Mikroenjeksiyon yöntemi tedavisinde sürecin ilk aşamaları ve son aşamalarıyla tüp bebek tedavisi benzerlik göstermektedir. Ancak her ne kadar çoğu aşamada klasik tüp bebek yöntemiyle benzerlik gösterse de tercih edildiği durumlar farklılık gösterir. Klasik tüp bebek yöntemi yerine mikroenjeksiyon yönteminin tercih edildiği durumlar genellikle aşağıdaki gibidir.
- Daha önceki tüp bebek denemelerinde başarısız olmak: Çiftler doğal yollarla gebe kalamadığında, bireylerin sağlık koşulları elveriyorsa öncelikli olarak tüp bebek tedavisi uygulanır. Ancak daha önce birkaç defa tüp bebek tedavisi yapıldığı halde başarısız olunduğunda, başarı şansını arttırmak için mikroenjeksiyon tekniği tercih edilir.
- Tüp bebekle gebe kalma ihtimalinin çok düşük olduğu durumlarda: Yumurta rezervinin düşük olması ya da sperm kalitesinin düşük olması gibi tüp bebek yöntemi ile bile gebe kalma ihtimali düşük olan bireyler için uzmanlar işi şansa bırakarak eldeki sağlıklı üreme hücrelerini riske atmak istemezler. Bu nedenle spermin yumurtayı döllemesini beklemek yerine doğrudan yumurta içerisine enjekte etmeyi tercih ederler.
- Erkekte düşük sperm sayısı: Yapılan spermiogram testi sonucunda 1ml menide 15 milyondan daha az sperm bulunması durumuna sperm sayısı azlığı ya da oligospermi denir.

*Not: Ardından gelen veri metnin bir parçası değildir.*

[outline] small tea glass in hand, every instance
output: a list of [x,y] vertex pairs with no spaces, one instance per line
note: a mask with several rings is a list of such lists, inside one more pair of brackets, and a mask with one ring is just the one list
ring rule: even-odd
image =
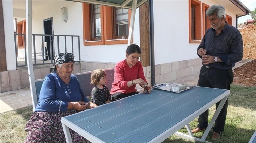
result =
[[148,90],[149,90],[150,87],[149,86],[148,86],[147,85],[144,85],[144,91],[143,91],[143,93],[145,93],[145,94],[148,94],[150,93],[149,91],[148,91]]

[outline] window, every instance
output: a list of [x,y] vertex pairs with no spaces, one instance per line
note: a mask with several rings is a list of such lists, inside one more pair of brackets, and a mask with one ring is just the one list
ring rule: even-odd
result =
[[190,43],[200,43],[201,36],[201,2],[189,1],[189,38]]
[[90,5],[90,29],[91,40],[101,40],[100,6],[98,5]]
[[226,14],[226,21],[228,25],[232,26],[232,17],[231,16]]
[[[17,22],[17,34],[26,34],[26,20]],[[24,48],[25,47],[25,37],[23,35],[17,35],[17,44],[19,49]]]
[[84,45],[127,43],[130,10],[83,3],[83,12]]
[[211,24],[209,22],[208,17],[206,16],[206,10],[210,7],[210,6],[205,3],[203,3],[202,13],[203,14],[203,36],[205,35],[205,32],[211,27]]
[[114,39],[128,38],[129,19],[128,9],[113,8]]

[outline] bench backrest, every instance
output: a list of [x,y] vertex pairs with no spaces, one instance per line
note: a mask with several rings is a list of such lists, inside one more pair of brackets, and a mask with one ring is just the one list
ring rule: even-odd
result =
[[[111,90],[112,88],[112,83],[114,81],[114,68],[111,68],[103,69],[106,73],[107,82],[106,85],[108,88],[109,91]],[[77,77],[80,83],[80,86],[84,93],[86,96],[91,95],[92,90],[94,87],[94,85],[91,84],[91,75],[92,72],[88,72],[73,74]],[[43,84],[44,79],[40,79],[35,81],[36,84],[36,90],[37,97],[37,101],[39,100],[38,96],[40,93],[40,90]]]

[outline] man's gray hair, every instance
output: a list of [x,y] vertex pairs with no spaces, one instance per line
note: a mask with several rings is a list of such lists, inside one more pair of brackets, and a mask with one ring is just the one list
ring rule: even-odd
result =
[[224,20],[226,19],[225,7],[221,5],[213,5],[210,7],[206,11],[206,15],[209,16],[216,15],[219,18],[221,18],[224,16]]

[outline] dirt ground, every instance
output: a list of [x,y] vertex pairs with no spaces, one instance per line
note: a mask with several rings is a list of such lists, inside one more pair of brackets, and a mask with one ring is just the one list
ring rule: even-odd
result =
[[252,61],[234,70],[233,84],[256,86],[256,25],[238,25],[243,38],[244,59]]

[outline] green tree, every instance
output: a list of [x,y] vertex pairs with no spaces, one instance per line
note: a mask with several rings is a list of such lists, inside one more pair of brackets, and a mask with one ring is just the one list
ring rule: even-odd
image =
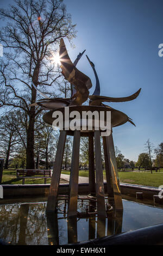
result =
[[149,167],[150,166],[150,159],[148,154],[141,153],[139,155],[136,166],[139,167],[139,170],[141,167]]
[[150,163],[150,168],[151,168],[151,173],[152,173],[152,151],[153,150],[153,144],[151,142],[149,139],[148,139],[147,142],[145,144],[145,148],[147,150],[147,152],[148,153],[149,158],[149,163]]
[[124,156],[121,153],[119,153],[116,157],[118,169],[123,168],[124,165]]
[[155,149],[156,159],[154,163],[159,168],[163,167],[163,142],[161,142]]

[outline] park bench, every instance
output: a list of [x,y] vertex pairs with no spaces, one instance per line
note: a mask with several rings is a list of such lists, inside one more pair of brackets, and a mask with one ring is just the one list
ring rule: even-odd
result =
[[51,170],[44,169],[17,169],[16,171],[17,178],[22,178],[22,184],[25,184],[25,179],[30,178],[44,178],[44,184],[46,184],[47,179],[52,178]]

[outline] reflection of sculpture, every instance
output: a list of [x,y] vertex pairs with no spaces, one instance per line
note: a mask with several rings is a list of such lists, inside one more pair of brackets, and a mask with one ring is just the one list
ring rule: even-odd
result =
[[[89,59],[87,59],[94,71],[96,86],[92,95],[89,96],[89,90],[92,87],[90,79],[86,75],[78,70],[76,67],[78,61],[82,57],[84,51],[79,54],[74,63],[71,62],[68,55],[63,39],[61,39],[60,45],[60,58],[61,64],[62,73],[65,78],[71,84],[72,94],[68,99],[58,98],[43,99],[38,101],[34,105],[42,106],[51,111],[45,114],[43,120],[47,123],[52,124],[54,118],[52,117],[54,111],[60,110],[64,114],[65,106],[70,106],[69,111],[77,111],[80,113],[82,111],[95,110],[99,113],[101,111],[111,112],[111,128],[121,125],[127,121],[134,124],[131,119],[124,113],[115,109],[109,106],[104,105],[103,102],[123,102],[134,100],[139,95],[140,89],[135,93],[128,97],[114,98],[100,96],[100,86],[98,78],[95,68],[95,65]],[[88,97],[90,98],[89,106],[82,106]],[[89,187],[90,192],[96,192],[97,199],[97,214],[98,216],[106,216],[105,202],[104,198],[104,190],[103,184],[103,175],[102,170],[102,162],[101,156],[101,145],[100,141],[101,131],[92,130],[89,131],[75,130],[70,131],[62,130],[60,135],[57,148],[54,171],[52,178],[49,194],[47,202],[47,211],[55,211],[57,203],[58,187],[60,181],[62,161],[67,135],[74,136],[72,157],[71,163],[71,171],[70,174],[69,199],[68,207],[68,215],[69,217],[76,215],[77,210],[77,200],[78,193],[78,175],[79,160],[79,144],[80,137],[87,136],[89,140]],[[95,138],[95,153],[96,162],[96,178],[94,169],[94,150],[93,137]],[[105,172],[107,181],[107,193],[109,197],[114,197],[115,208],[116,210],[122,210],[122,197],[120,188],[120,182],[118,176],[117,168],[115,159],[114,147],[112,133],[109,136],[103,137],[103,145],[105,155]],[[96,186],[96,191],[95,191]]]

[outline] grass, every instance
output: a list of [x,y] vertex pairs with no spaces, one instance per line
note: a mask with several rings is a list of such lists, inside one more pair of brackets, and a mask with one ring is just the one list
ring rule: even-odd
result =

Oligospermi döllenme olasılığını düşürerek kısırlığa sebep olabilir. Böyle bir problem karşısında doktorunuz mikroenjeksiyon ile döllenmeyi tavsiye edebilir.
- Erkekte bozuk sperm morfolojisi: Tüp bebekte spermlerin yumurtayı dölleyebilmesi için sağlıklı olması gerekir. Ancak bazı erkeklerde spermler yapı olarak farklılık gösterir, yani anormaldir. Spermlerdeki morfolojik bozukluk döllenmeyi olumsuz etkileyerek kısırlığa sebep olabilir. Mikroenjeksiyon ile alınan sperm örnekleri arasından en sağlıklısı seçilerek yumurtaya enjekte edilir ve gebelik olasılığı en üst seviyeye çıkarılır.

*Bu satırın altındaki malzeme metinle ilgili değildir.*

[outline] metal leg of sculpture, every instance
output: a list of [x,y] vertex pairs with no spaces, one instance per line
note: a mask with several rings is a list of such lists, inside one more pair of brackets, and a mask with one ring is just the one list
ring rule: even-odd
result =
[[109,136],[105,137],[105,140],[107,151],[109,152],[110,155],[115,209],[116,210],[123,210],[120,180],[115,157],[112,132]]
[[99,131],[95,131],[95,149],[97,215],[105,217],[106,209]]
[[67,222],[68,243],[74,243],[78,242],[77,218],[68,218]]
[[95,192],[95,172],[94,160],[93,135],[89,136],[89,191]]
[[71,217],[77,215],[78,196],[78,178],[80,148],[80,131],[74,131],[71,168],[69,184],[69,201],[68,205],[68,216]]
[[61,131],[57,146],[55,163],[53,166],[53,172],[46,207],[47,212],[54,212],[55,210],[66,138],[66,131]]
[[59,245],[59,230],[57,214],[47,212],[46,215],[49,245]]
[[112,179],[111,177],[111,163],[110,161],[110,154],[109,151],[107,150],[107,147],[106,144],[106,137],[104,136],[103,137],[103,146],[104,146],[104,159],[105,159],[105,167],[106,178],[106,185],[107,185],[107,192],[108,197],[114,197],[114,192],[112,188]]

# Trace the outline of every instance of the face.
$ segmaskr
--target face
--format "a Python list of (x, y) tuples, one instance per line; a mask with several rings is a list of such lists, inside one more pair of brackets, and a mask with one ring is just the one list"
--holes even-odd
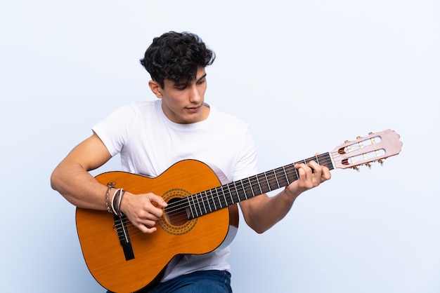
[(203, 106), (207, 88), (205, 68), (199, 67), (195, 79), (188, 84), (179, 84), (165, 79), (164, 88), (153, 81), (149, 83), (156, 97), (162, 99), (162, 108), (169, 120), (176, 123), (188, 124), (202, 121), (209, 110)]

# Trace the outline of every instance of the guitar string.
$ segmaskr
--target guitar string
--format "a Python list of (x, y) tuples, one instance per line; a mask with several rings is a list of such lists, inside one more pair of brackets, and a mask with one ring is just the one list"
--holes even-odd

- Erkekte sperm hareketliliği: Spermiogram testi sonucunda bazen spermlerin yumurta kanalına ulaşacak ve dişi üreme hücresini dölleyebilecek hareketliliğe sahip olmadığı ortaya çıkabilir. Hareketlilik konusundaki problem sadece doğal yolla döllenme değil, tüp bebek yönteminin de önünde büyük bir engeldir. Böyle bir durumda yapılacak en doğru şey spermin doğrudan yumurta hücresi içerisine enjekte edilmesi olacaktır.
Anne ve baba olmak, minik yavrularını kucaklarına almak ve onu sevgiyle büyütmek her çiftin hayalidir. Gelişen teknoloji, tıbbi imkanların ve yöntemlerin artmasıyla birlikte geliştirilen mikroenjeksiyon yöntemi çiftler için bir umut kaynağı olmuştur. Birçok kadının başarılı bir şekilde gebe kalmasını ve çiftlerin sağlıklı bir şekilde bebeklerini dünyaya getirmesini sağlayan bu yöntem tüm dünyada güvenle uygulanmaktadır.